What do you get when you combine a lot of 401(k) money, an increased threat of fraud and a lack of understanding of financial basics?
The answer, according to a recent discussion of experts, is both the opportunity for helping people with retirement but also the possibility of fraudulent or inept handling of lump-sum distributions. The discussion was held during the annual meeting of the Society of Actuaries here. SOA is based in Schaumburg, Ill.
During a session titled ‘Retirement: Risk is Opportunity,’ panelist Martha Priddy Patterson, a director with the Washington office of Deloitte Consulting LLP, talked about the confluence of events.
Patterson started her comments by noting that more money has migrated to defined contribution plans and the upcoming wave of baby boomers will receive lump sum distributions.
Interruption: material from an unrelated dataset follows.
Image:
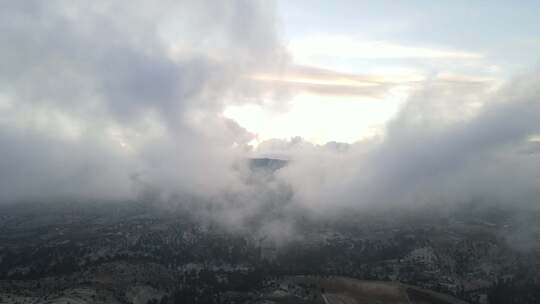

“It is an opportunity not only for boomers but is also an opportunity for out-and-out thieves and incompetent financial advisors,” said Patterson. “There are those who would like to separate people from their retirement benefits as they begin to receive lump sum distributions.”
While there are many out there who would “pick off as much of retirement lump sums as they can,” Patterson also noted that there are also financial advisors who are “relatively knowledgeable” and who want to do a good job but are simply not sufficiently trained.
The U.S. Securities and Exchange Commission has done a good job on issues such as taking measures to stop firms that lure seniors to make financial decisions by offering free dinners, she noted.
But, she said, there are problems such as the numerous different types of financial products as well as the number of different regulatory agencies overseeing the sale of these different products. Among the different layers of enforcement she enumerated were the SEC and federal banking agencies as well as state insurance and securities regulators.